Probably the best way would just be to ask them.

 

What hormones or chemicals are measured if we wanted to guage a person's happiness? Or do we measure brain activity? What area of the brain is asociated with happiness or satisfaction?

Well, cortisol is the stress hormone, so low levels of that would be associated with low stress. The nucleus accumbens and ventral tegmental area are associated with reward, as is the transmitter substance dopamine. Higher activity in those areas and higher levels of dopamine are associated with euphoria and reward.

 

If it were possible to do such research, media executives can more accurately predict how much satisfactions viewers will get from movies, books, newspapers, etc.

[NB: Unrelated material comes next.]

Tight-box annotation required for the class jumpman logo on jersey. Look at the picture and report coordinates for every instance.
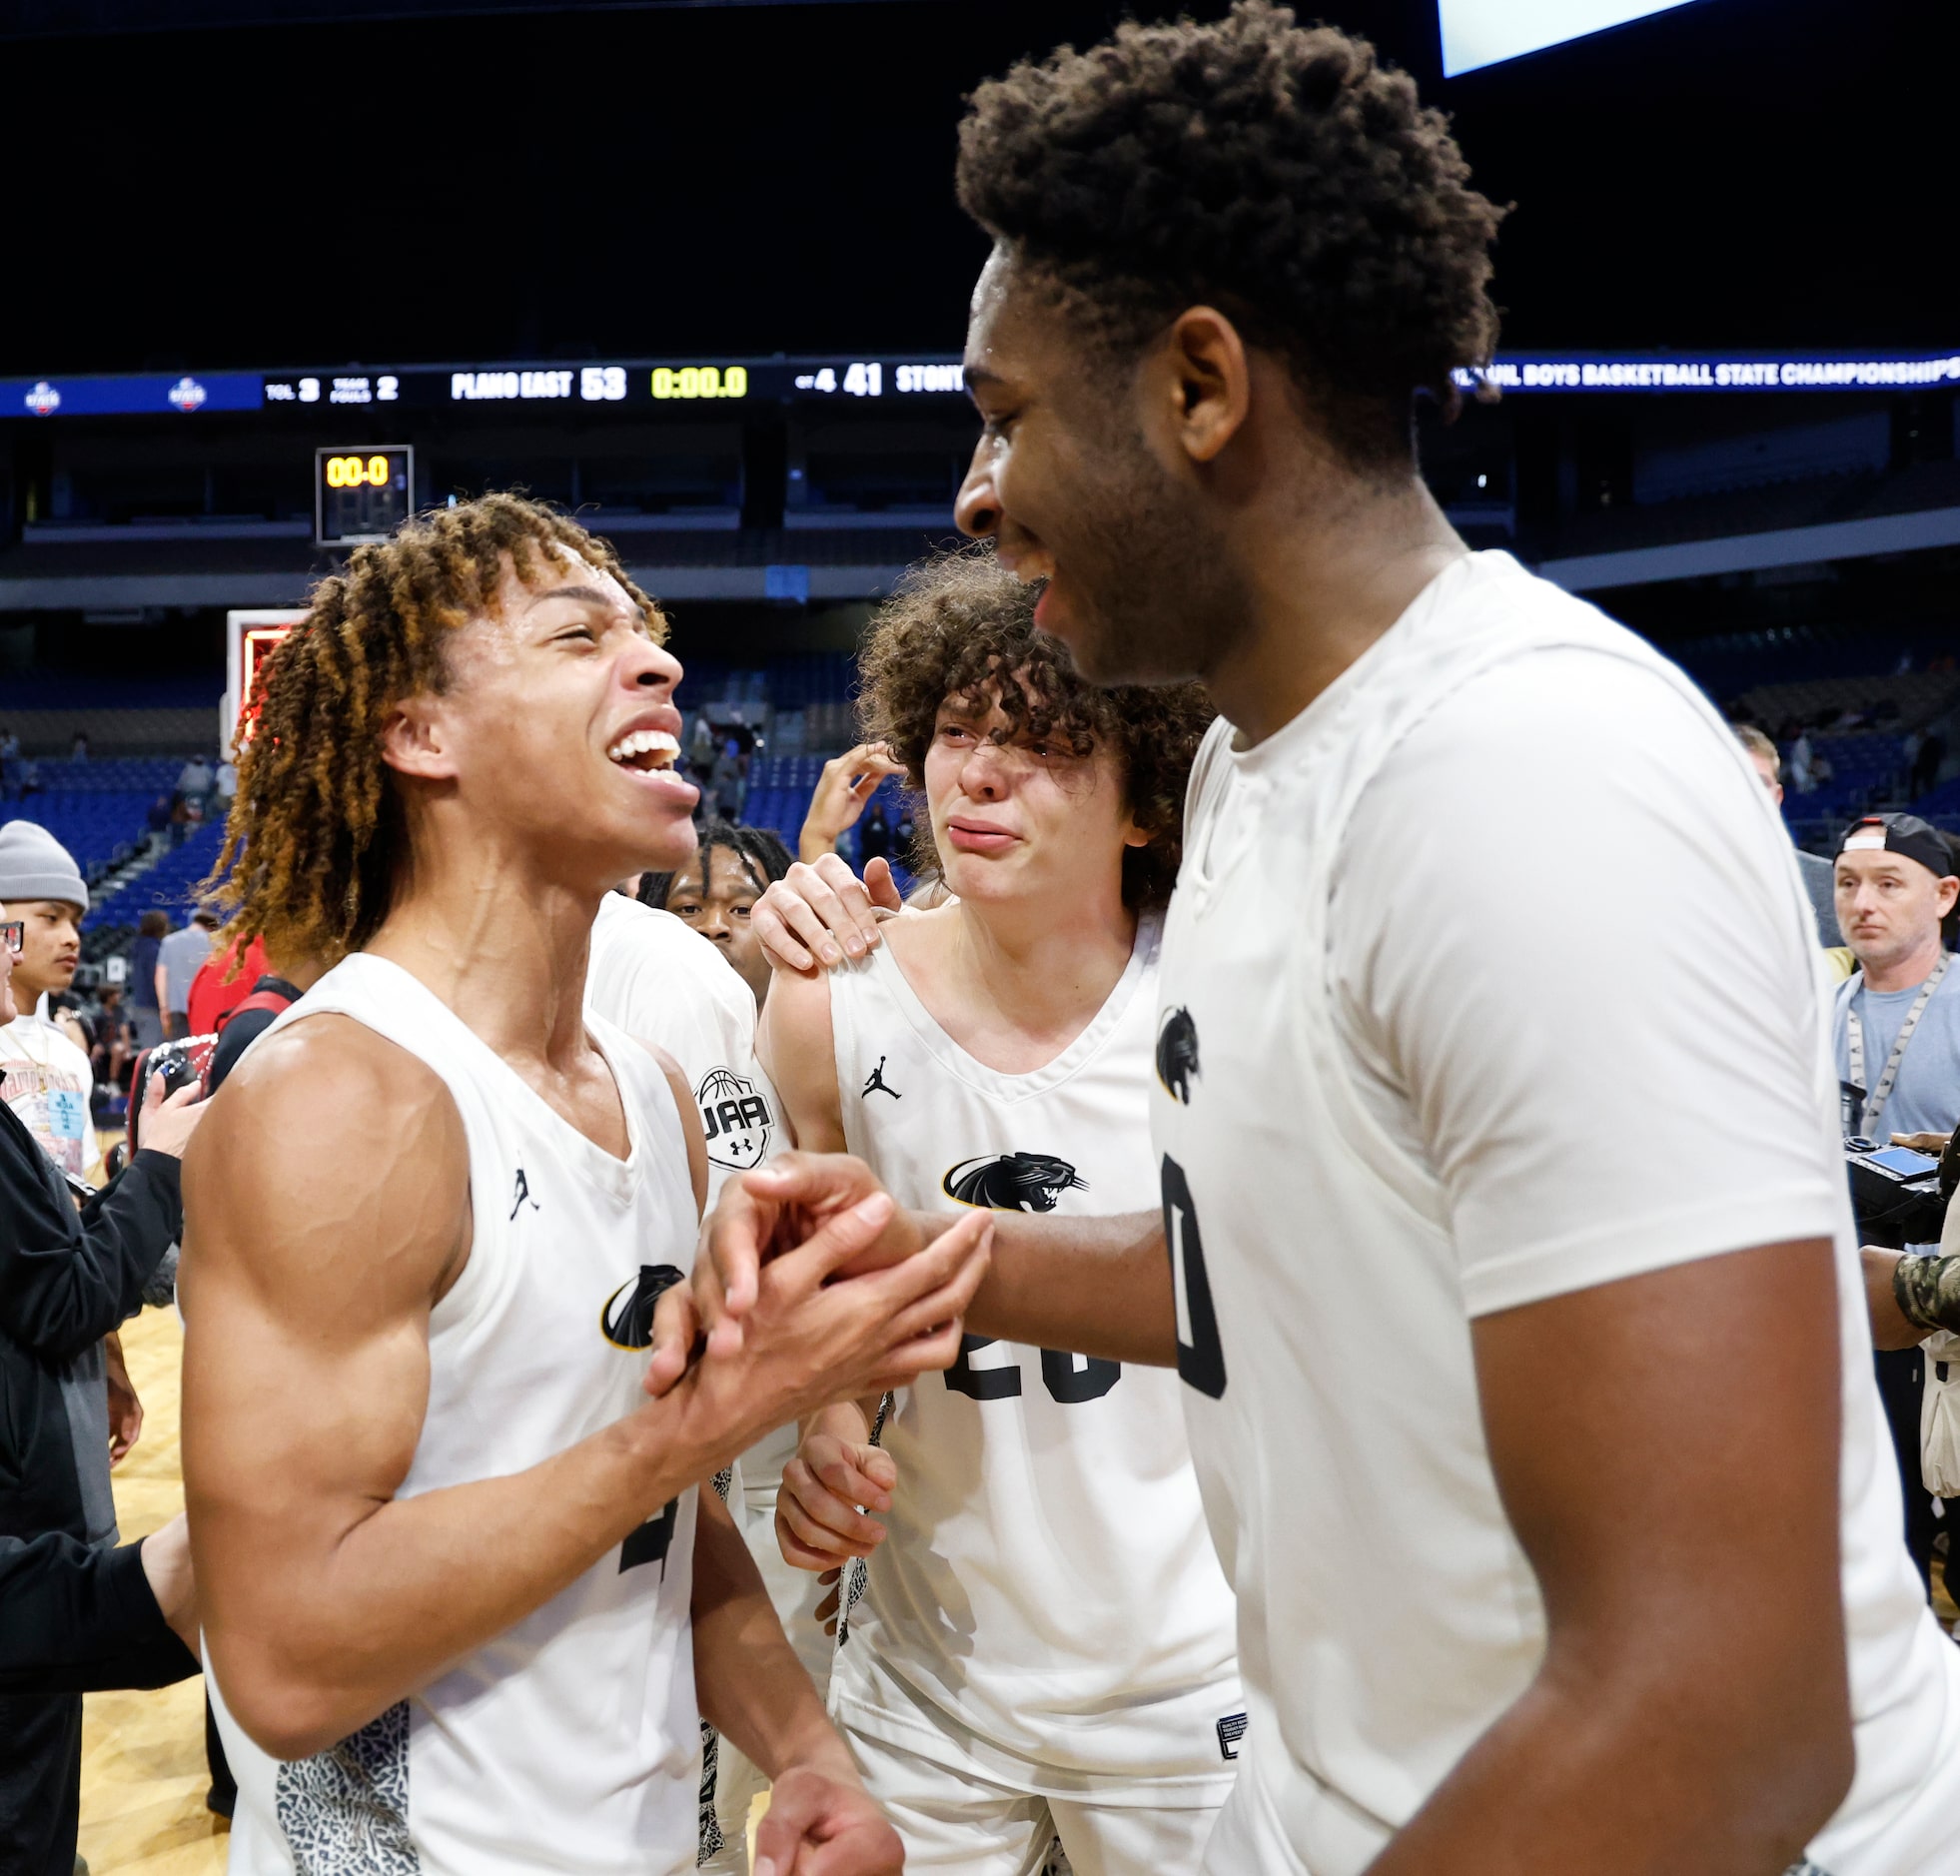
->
[861,1056,901,1101]
[509,1168,539,1219]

Nope, not really. All these things, cortisol levels, dopamine levels and activity in the brain reward system are only correlates of the experience. For example, high levels of cortisol are associated with stress, but low levels (and the absence of the post waking spike) can also be associated with depression. Dopamine is the principal substance in the reward system. Higher levels there are associated with euphoria and happiness, but high levels of dopamine are also associated with schitzophrenia.

 

You could try galvanic skin response (GSR) measurements whilst people were watching the films/reading the books etc., but even these are just corrolates of stress responses. You couldn't translate the recordings into experience in any meaningful way. How would you tell the difference between e.g. excitement and anger (very similar GSR), or 'calmness' and 'about to go to sleep through boredom' (again, very similar GSR).

 

As I said, probably the best way of measuring a person's level of satisfaction would be just to ask them, and I believe that media executives spend a lot of time and money doing that already.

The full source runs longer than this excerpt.